What’s changing the way commercial brokers view loss control?

Turning off a giant faucet to represent loss control

It’s possible the pandemic, combined with the P&C industry’s ongoing hard market, may have permanently altered how insurers assess their risk appetites.

And brokers wise to this shift have adjusted their approach to advising clients accordingly.

Given that insurers are more selective about choosing to do business with accounts that have low or no claims histories, the broker’s role has become more holistic. Instead of focusing on a commercial insurance policy as the primary way to transfer risk, commercial brokers are now exploring ways for their clients to improve their risk profiles.

“A number of tools are available to clients to combat the market,” said Russ Quilley, head of commercial risk at Aon Canada.
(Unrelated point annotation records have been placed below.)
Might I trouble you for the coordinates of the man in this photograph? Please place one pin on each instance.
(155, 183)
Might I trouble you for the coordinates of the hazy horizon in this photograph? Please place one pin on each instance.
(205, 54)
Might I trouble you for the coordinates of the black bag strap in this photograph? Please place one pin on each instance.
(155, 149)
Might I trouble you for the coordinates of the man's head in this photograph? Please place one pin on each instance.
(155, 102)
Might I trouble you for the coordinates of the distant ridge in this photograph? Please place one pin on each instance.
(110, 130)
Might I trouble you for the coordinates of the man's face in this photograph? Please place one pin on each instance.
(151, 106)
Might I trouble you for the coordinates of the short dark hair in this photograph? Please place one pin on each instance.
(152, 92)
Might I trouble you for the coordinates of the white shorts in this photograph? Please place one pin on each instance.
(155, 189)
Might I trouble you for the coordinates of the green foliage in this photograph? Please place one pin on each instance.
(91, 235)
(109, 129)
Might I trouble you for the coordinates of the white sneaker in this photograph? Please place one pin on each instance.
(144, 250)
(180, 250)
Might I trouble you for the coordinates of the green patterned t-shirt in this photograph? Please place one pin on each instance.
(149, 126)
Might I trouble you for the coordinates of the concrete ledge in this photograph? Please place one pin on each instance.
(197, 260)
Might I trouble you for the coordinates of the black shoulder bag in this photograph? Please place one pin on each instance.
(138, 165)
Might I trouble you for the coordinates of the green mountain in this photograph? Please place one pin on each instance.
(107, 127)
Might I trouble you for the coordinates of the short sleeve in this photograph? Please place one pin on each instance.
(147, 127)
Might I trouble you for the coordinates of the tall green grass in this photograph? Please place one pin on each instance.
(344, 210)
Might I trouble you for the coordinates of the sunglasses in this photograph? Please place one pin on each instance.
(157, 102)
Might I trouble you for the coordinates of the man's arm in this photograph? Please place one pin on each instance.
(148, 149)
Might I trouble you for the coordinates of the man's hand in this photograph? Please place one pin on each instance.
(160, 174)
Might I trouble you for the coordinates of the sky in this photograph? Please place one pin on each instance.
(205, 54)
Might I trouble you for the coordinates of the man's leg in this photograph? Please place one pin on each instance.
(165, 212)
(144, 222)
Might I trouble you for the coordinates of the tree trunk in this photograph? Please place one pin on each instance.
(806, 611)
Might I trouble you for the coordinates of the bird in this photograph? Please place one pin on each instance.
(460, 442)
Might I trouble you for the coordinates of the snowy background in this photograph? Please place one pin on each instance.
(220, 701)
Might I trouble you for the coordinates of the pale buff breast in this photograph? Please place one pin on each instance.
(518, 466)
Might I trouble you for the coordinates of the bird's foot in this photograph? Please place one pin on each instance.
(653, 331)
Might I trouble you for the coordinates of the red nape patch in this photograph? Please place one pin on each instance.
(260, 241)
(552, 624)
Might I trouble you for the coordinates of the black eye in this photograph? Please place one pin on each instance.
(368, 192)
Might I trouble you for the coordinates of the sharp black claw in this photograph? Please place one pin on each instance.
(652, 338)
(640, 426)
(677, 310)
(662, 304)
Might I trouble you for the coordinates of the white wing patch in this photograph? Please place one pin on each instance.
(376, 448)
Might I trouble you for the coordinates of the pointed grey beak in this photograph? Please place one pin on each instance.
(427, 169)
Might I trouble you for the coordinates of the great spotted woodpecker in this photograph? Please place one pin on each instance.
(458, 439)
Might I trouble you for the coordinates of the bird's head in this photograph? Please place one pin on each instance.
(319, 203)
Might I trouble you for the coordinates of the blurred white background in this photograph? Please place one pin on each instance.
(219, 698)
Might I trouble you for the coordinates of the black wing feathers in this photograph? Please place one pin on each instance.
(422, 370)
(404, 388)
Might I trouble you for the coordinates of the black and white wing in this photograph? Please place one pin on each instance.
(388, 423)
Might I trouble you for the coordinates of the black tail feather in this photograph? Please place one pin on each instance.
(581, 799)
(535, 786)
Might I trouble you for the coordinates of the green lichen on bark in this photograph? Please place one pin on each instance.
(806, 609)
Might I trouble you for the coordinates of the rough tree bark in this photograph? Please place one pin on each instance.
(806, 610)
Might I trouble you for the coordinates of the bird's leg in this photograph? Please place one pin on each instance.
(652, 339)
“They include captives, retention strategies, and internal mitigation strategies clients are undertaking post-loss. What did the client learn [from the loss]? What has the client changed around its operations? [The reason for the loss] could be as simple as the client didn’t have a snow removal company.”

Subscription policies have also become much more common during the pandemic. That’s when multiple carriers insure portions of a single risk.

For example, an office tower once insured by a single company may now be insured by six companies, each taking on a different piece of the risk. Having to find multiple markets is more work for the broker, but for companies looking to reduce their risk appetite, it became a widely used strategy.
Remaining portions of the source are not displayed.